Au dîner, l’école d’un jeune élève d’origine haïtienne observe que souvent sa boite à lunch ne contient que deux tranches de pain avec du beurre et peu de collations. Les responsables de l’établissement scolaire logent un appel à la Direction de la protection de la jeunesse (DPJ) pour signaler une « négligence».
Et des intervenants de la DPJ arrivent dans cette famille pour prendre les choses en main au grand dam des parents trop fiers de leur progéniture.
« Quand on a été au fond des choses, on s’est rendu compte que les parents donnaient une boite adéquate à l’enfant mais que ce dernier, aimant trop la viande froide, la mangeait de son sandwich en chemin.», explique, pour la morale de l’histoire, Marie-Pierre Ulysse, membre du Conseil d’administration du Bureau de la communauté haïtienne de Montréal (BCHM). Elle est aussi responsable du Comité de suivi du programme Option-Protection.
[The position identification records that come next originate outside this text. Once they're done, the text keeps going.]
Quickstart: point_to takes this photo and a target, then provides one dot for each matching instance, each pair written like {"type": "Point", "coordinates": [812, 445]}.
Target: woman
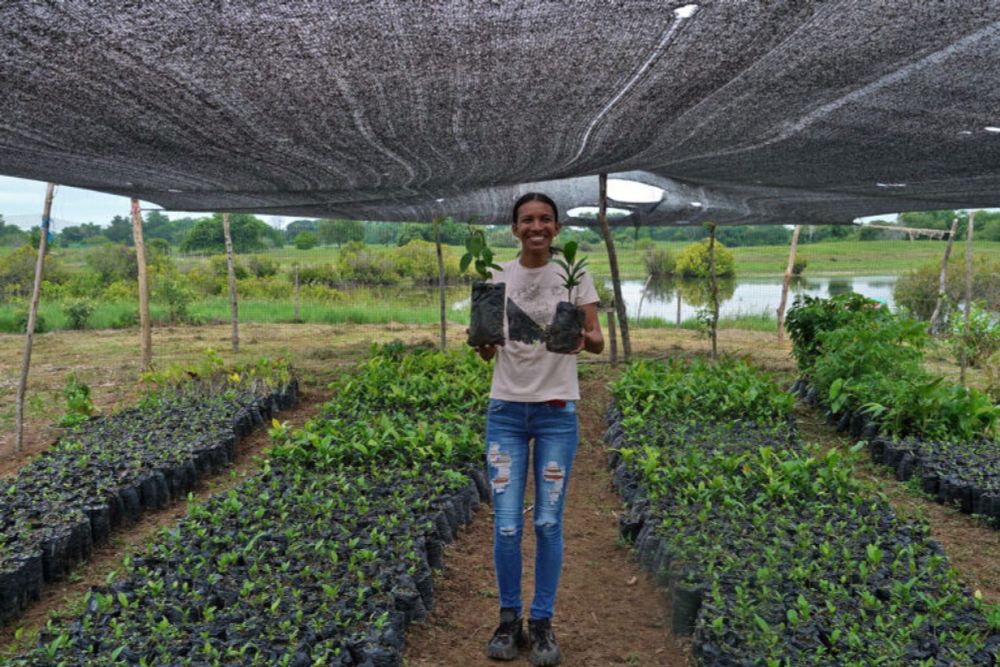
{"type": "Point", "coordinates": [533, 396]}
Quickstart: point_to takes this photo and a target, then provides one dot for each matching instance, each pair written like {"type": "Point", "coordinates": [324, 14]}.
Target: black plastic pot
{"type": "Point", "coordinates": [686, 601]}
{"type": "Point", "coordinates": [563, 335]}
{"type": "Point", "coordinates": [486, 319]}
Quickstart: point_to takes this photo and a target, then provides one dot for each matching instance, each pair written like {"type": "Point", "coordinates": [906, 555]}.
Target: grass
{"type": "Point", "coordinates": [845, 258]}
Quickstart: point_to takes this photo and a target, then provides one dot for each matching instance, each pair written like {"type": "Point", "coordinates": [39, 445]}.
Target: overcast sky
{"type": "Point", "coordinates": [21, 203]}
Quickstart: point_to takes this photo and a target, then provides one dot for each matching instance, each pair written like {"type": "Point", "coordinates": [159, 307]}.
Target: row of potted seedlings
{"type": "Point", "coordinates": [851, 354]}
{"type": "Point", "coordinates": [323, 557]}
{"type": "Point", "coordinates": [773, 553]}
{"type": "Point", "coordinates": [107, 470]}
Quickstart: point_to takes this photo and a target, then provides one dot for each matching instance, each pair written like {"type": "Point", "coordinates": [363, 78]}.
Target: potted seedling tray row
{"type": "Point", "coordinates": [771, 552]}
{"type": "Point", "coordinates": [105, 472]}
{"type": "Point", "coordinates": [321, 558]}
{"type": "Point", "coordinates": [962, 474]}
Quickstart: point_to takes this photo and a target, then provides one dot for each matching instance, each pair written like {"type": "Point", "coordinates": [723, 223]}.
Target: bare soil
{"type": "Point", "coordinates": [608, 611]}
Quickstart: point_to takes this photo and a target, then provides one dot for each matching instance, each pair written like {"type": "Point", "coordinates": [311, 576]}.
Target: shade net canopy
{"type": "Point", "coordinates": [741, 112]}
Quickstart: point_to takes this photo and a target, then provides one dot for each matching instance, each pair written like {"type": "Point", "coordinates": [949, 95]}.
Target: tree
{"type": "Point", "coordinates": [10, 235]}
{"type": "Point", "coordinates": [340, 231]}
{"type": "Point", "coordinates": [296, 227]}
{"type": "Point", "coordinates": [249, 234]}
{"type": "Point", "coordinates": [306, 240]}
{"type": "Point", "coordinates": [414, 231]}
{"type": "Point", "coordinates": [120, 230]}
{"type": "Point", "coordinates": [692, 262]}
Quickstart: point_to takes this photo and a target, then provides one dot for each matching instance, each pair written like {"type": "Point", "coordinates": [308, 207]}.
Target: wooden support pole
{"type": "Point", "coordinates": [29, 335]}
{"type": "Point", "coordinates": [616, 283]}
{"type": "Point", "coordinates": [612, 338]}
{"type": "Point", "coordinates": [441, 290]}
{"type": "Point", "coordinates": [145, 326]}
{"type": "Point", "coordinates": [715, 290]}
{"type": "Point", "coordinates": [787, 282]}
{"type": "Point", "coordinates": [934, 325]}
{"type": "Point", "coordinates": [295, 271]}
{"type": "Point", "coordinates": [233, 306]}
{"type": "Point", "coordinates": [968, 296]}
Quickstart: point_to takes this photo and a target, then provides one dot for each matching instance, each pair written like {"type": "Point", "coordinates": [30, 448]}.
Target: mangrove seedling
{"type": "Point", "coordinates": [563, 335]}
{"type": "Point", "coordinates": [486, 321]}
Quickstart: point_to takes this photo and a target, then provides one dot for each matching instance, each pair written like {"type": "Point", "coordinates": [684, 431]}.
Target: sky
{"type": "Point", "coordinates": [21, 204]}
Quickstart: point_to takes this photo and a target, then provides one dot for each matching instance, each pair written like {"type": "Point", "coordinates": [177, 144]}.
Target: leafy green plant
{"type": "Point", "coordinates": [78, 311]}
{"type": "Point", "coordinates": [572, 267]}
{"type": "Point", "coordinates": [478, 254]}
{"type": "Point", "coordinates": [79, 406]}
{"type": "Point", "coordinates": [984, 335]}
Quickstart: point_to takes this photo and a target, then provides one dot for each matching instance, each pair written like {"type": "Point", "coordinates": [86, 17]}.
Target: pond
{"type": "Point", "coordinates": [746, 296]}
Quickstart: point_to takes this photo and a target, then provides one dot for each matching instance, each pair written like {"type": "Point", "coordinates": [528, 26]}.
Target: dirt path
{"type": "Point", "coordinates": [608, 611]}
{"type": "Point", "coordinates": [64, 598]}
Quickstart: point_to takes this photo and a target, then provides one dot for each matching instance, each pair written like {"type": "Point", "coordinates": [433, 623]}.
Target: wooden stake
{"type": "Point", "coordinates": [968, 296]}
{"type": "Point", "coordinates": [678, 304]}
{"type": "Point", "coordinates": [145, 326]}
{"type": "Point", "coordinates": [934, 325]}
{"type": "Point", "coordinates": [715, 290]}
{"type": "Point", "coordinates": [29, 336]}
{"type": "Point", "coordinates": [295, 270]}
{"type": "Point", "coordinates": [233, 306]}
{"type": "Point", "coordinates": [612, 338]}
{"type": "Point", "coordinates": [441, 295]}
{"type": "Point", "coordinates": [787, 282]}
{"type": "Point", "coordinates": [616, 283]}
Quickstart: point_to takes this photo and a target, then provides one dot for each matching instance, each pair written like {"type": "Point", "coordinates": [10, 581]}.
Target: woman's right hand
{"type": "Point", "coordinates": [486, 352]}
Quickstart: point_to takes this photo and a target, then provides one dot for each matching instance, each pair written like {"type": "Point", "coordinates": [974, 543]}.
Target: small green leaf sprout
{"type": "Point", "coordinates": [478, 254]}
{"type": "Point", "coordinates": [573, 268]}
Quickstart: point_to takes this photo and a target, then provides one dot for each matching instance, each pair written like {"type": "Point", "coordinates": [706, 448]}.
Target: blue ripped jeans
{"type": "Point", "coordinates": [509, 427]}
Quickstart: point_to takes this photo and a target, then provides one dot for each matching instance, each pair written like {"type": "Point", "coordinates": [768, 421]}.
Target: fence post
{"type": "Point", "coordinates": [29, 336]}
{"type": "Point", "coordinates": [145, 326]}
{"type": "Point", "coordinates": [786, 283]}
{"type": "Point", "coordinates": [234, 311]}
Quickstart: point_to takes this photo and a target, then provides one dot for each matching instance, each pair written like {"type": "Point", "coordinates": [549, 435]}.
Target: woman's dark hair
{"type": "Point", "coordinates": [535, 196]}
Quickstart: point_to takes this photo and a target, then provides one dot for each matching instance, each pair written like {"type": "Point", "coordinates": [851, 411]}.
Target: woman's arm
{"type": "Point", "coordinates": [591, 338]}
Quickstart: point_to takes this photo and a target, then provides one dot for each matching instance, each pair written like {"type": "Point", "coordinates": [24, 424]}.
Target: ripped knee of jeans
{"type": "Point", "coordinates": [499, 468]}
{"type": "Point", "coordinates": [554, 479]}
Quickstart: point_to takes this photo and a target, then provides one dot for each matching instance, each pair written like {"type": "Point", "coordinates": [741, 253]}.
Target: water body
{"type": "Point", "coordinates": [746, 296]}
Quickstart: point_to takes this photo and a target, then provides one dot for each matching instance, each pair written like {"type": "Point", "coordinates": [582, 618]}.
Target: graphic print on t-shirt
{"type": "Point", "coordinates": [522, 328]}
{"type": "Point", "coordinates": [529, 310]}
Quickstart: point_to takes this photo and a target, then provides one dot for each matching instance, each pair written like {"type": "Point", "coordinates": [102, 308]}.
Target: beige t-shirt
{"type": "Point", "coordinates": [525, 370]}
Ce programme, débuté depuis octobre 2020, est un partenariat novateur entre le CIUSSS du Centre-Sud-de-l’Île-de-Montréal et le BCHM sur la base de constats de surreprésentation des enfants noirs dans les services de protection de la jeunesse mais aussi des défis systémiques auxquels font face les jeunes et familles des communautés noires.
«L’idée de créer ce programme nous est venue après que des demandeurs d’asile eurent commencé à frapper à nos portes pour des problèmes avec la DPJ.», révèle Ruth Pierre-Paul, directrice générale du BCHM.
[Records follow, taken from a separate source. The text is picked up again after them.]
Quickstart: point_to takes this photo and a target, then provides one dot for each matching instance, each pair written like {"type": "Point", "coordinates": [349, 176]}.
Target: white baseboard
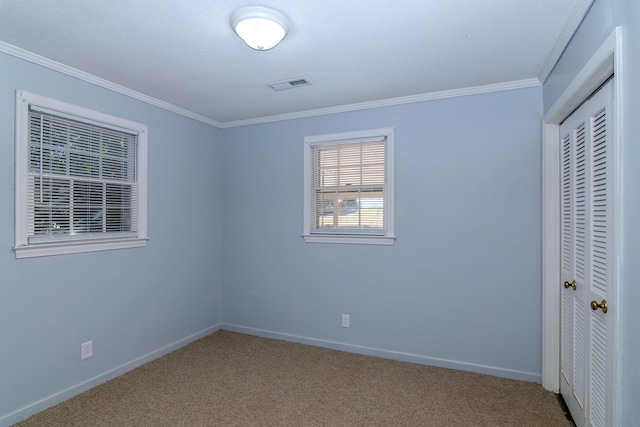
{"type": "Point", "coordinates": [389, 354]}
{"type": "Point", "coordinates": [35, 407]}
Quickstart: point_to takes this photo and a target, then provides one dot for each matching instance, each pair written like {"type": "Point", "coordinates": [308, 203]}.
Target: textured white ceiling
{"type": "Point", "coordinates": [185, 52]}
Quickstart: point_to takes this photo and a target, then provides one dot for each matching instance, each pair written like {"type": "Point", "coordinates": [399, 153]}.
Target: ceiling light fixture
{"type": "Point", "coordinates": [260, 28]}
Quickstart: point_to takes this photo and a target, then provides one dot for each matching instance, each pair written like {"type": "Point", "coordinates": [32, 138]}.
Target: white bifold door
{"type": "Point", "coordinates": [587, 165]}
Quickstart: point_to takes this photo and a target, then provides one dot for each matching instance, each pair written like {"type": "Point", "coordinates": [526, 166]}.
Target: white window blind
{"type": "Point", "coordinates": [82, 178]}
{"type": "Point", "coordinates": [348, 187]}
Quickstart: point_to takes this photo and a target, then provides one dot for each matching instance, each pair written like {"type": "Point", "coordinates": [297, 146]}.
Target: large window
{"type": "Point", "coordinates": [80, 179]}
{"type": "Point", "coordinates": [348, 188]}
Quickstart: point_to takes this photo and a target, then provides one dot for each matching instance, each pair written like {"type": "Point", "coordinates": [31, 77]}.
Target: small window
{"type": "Point", "coordinates": [80, 179]}
{"type": "Point", "coordinates": [348, 188]}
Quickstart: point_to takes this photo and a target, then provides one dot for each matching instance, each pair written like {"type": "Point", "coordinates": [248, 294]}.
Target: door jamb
{"type": "Point", "coordinates": [606, 61]}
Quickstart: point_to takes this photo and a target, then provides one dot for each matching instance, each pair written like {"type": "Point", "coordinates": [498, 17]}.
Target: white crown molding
{"type": "Point", "coordinates": [518, 84]}
{"type": "Point", "coordinates": [90, 78]}
{"type": "Point", "coordinates": [574, 21]}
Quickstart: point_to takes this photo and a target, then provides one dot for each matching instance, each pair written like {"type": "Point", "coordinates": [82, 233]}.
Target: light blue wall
{"type": "Point", "coordinates": [460, 287]}
{"type": "Point", "coordinates": [600, 22]}
{"type": "Point", "coordinates": [130, 302]}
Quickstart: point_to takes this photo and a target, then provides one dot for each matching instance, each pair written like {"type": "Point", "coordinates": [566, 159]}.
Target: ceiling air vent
{"type": "Point", "coordinates": [289, 84]}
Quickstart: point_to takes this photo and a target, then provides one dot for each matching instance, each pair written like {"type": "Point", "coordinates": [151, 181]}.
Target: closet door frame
{"type": "Point", "coordinates": [606, 61]}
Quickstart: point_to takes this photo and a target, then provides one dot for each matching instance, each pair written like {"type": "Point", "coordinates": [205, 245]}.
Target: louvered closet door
{"type": "Point", "coordinates": [586, 252]}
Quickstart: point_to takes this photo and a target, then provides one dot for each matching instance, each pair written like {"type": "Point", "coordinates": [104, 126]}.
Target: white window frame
{"type": "Point", "coordinates": [388, 238]}
{"type": "Point", "coordinates": [25, 249]}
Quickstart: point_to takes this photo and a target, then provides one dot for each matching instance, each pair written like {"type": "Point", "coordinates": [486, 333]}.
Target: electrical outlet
{"type": "Point", "coordinates": [86, 350]}
{"type": "Point", "coordinates": [346, 321]}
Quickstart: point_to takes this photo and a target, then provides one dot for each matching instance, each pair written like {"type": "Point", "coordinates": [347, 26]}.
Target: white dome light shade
{"type": "Point", "coordinates": [260, 28]}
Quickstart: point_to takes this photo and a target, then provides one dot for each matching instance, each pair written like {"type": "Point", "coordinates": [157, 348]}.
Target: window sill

Marie-Pierre Ulysse, maîtrise en Travail social
«Avec le chemin Roxam, nous commençions à avoir dans les services anglophones, des jeunes haïtiens d’expression anglaise.», renchérit Marie-Pierre Ulysse, gestionnaire au centre Batshaw, l’équivalent anglophone de la DPJ.
Des personnes cherchant la protection du Canada sont arrivées à la frontière avec les USA dès 2017 à l’arrivée de Donald Trump au pouvoir.
Plus de 60% d’Haïtiens
L’incident de la boite à lunch illustre bien comment la société et le réseau (police, garderie, école) est sensible à la gâchette des signalements dès qu’il s’agit de famille noire. La surreprésentation des jeunes noirs dans les services de DPJ est très bien documentée depuis plus de trois décennies. Avec Option Protection le BCHM veut intervenir en amont pour changer cette réalité.
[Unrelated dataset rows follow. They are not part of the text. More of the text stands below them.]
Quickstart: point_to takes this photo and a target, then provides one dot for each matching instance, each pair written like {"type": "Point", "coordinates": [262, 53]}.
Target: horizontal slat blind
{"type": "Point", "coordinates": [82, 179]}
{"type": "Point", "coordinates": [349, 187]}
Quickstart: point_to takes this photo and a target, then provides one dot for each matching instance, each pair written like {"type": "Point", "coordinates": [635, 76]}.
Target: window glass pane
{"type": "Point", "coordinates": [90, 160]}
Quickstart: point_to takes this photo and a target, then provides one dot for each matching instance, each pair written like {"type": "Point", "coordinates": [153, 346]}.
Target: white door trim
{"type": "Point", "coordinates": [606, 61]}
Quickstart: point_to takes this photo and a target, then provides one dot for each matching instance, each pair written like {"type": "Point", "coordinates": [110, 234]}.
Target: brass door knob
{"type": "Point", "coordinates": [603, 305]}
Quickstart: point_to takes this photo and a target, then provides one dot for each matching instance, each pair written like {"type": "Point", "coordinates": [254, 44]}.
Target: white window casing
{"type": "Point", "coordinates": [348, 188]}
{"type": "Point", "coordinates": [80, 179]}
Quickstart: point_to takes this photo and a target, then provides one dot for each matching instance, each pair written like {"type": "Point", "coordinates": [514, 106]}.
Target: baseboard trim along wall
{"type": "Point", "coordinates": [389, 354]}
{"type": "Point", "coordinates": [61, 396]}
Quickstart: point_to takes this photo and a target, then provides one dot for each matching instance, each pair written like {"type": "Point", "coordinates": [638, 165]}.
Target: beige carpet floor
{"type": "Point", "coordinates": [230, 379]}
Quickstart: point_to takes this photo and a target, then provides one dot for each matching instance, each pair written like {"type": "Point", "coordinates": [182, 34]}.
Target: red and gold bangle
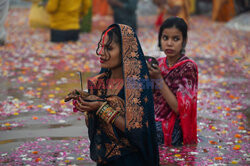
{"type": "Point", "coordinates": [107, 113]}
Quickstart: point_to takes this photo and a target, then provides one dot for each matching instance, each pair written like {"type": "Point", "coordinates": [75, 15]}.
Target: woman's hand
{"type": "Point", "coordinates": [75, 94]}
{"type": "Point", "coordinates": [154, 72]}
{"type": "Point", "coordinates": [83, 105]}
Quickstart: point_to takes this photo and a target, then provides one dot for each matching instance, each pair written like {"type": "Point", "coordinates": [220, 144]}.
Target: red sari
{"type": "Point", "coordinates": [182, 79]}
- Au total, au cours des 8 derniers mois, 73 familles noires francophones ont été référées par la DPJ dont 11 foyers de demandeurs d’asile.
- Les dossiers sont des signalements non retenus en majorité. On retrouve quelques cas de « Fin d’intervention » ou de « Support à la famille »
- Les familles ont aussi la possibilité de demander directement le support d’Option Protection ou d’y être référé par la communauté. Il y a donc 10 familles additionnelles qui reçoivent les services dans ce contexte.
- Il y a actuellement une cohorte de 83 familles, majoritairement d’origine haïtienne (63,8%), puis congolaise (10,3%). D’autres proviennent du Sénégal, de la Côte-D’Ivoire, du Togo, du Bénin, de la Guinée, du Mali, du Burkina-Faso et du Ghana.

Racisme?
«Le problème est en amont.», affirme Mme Ulysse qui travaille dans le réseau depuis une trentaine d’années.Elle parle de causes « multifactorielles » à l’origine de la surreprésentation des enfants noirs dans le système.
Pour ce qui est de nos familles demandeur d’asile, à côté d’une méconnaissance, des méthodes éducatives non occidentales, il y a une incompréhension du système scolaire et souvent beaucoup de défis à l’intégration (contexte de travail difficile, isolement et réseaux fragmentés, statuts précaire au pays…) qui contribuent à fragiliser la capacité des parents à répondre à toutes les demandes du système.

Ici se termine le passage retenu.